Why no async_work_group_copy for halfs in core specification

Half data types are in the core OpenCL 1.0 specification as a “data storage format”. However, async_work_group_copy is only extended to work on halfs in the fp16 extensions. Isn’t async_work_group_copy just a bit-wise copy? Why does it need special hardware support to work on halfs?

Is it dangerous for me to just cast my half pointers to short pointers so I can use async_work_group_copy?


It seems OpenCL devices don’t really work on half if they don’t support pf16 extension :

In that case you have to use vload_half to work on a real float from a half.

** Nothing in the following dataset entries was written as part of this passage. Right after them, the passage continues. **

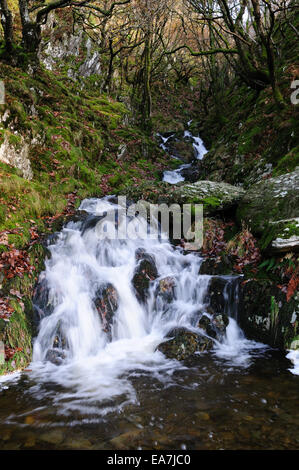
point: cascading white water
(95, 368)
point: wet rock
(126, 440)
(55, 356)
(214, 325)
(106, 302)
(270, 201)
(53, 437)
(266, 316)
(44, 300)
(182, 149)
(59, 341)
(165, 290)
(183, 344)
(213, 195)
(90, 222)
(192, 173)
(216, 266)
(145, 272)
(223, 295)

Yup, which I’m doing in the inner loop of my code to load floats out of shared memory. It was just odd that I couldn’t bitwise copy the half values from global to shared memory. Anyway, I just cast the half pointer to a short pointer and then I can use async_work_group_copy on the data that way, it appears to work fine on my Tesla card. Though it does feel hackish.

Halfs are really nice since my application is bounded by shared memory size, I can effectively double my occupancy by using halfs in shared memory.

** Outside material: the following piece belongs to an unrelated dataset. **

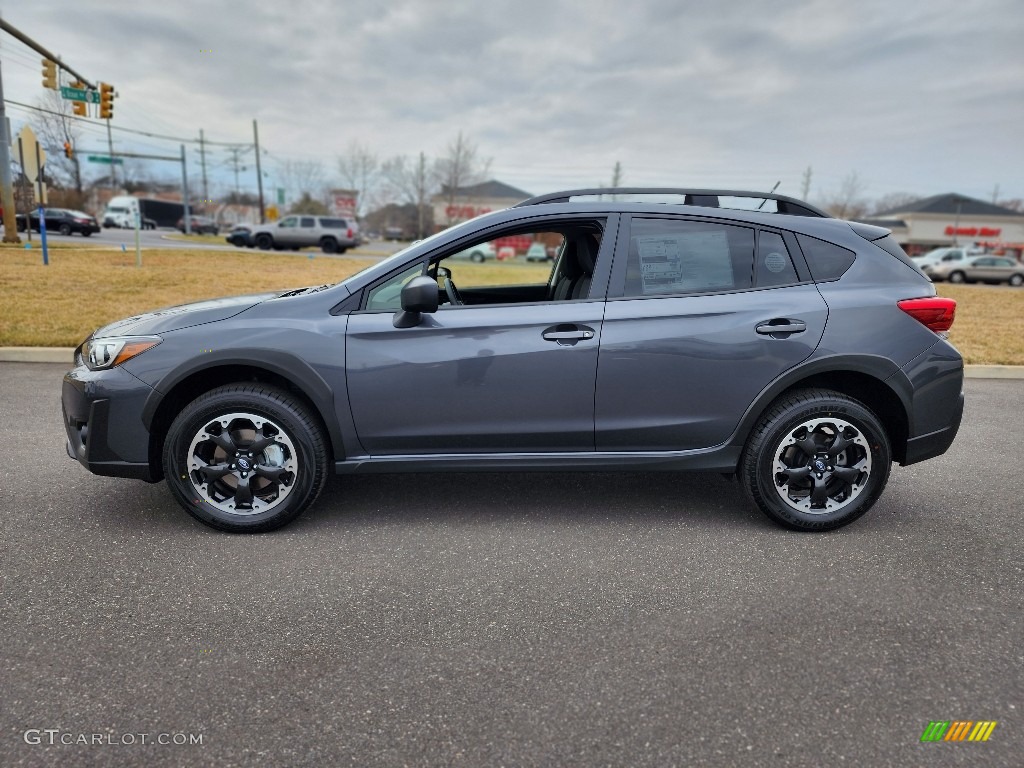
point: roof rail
(707, 198)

You are correct that async_work_group_copy should have been allowed for half type in the core specification instead of associating it with the cl_khr_fp16 extension. This is most likely an oversight. Thanks for catching it. In any case you can make this work by casting the pointers to a short. This is not however an ideal or a clean solution but something that does work.

Also note that only the scalar half type is in the core spec. So async_work_group_copy could only be supported for half type and not the vector variants of the half. The vector variants are enabled by the cl_khr_fp16 extension.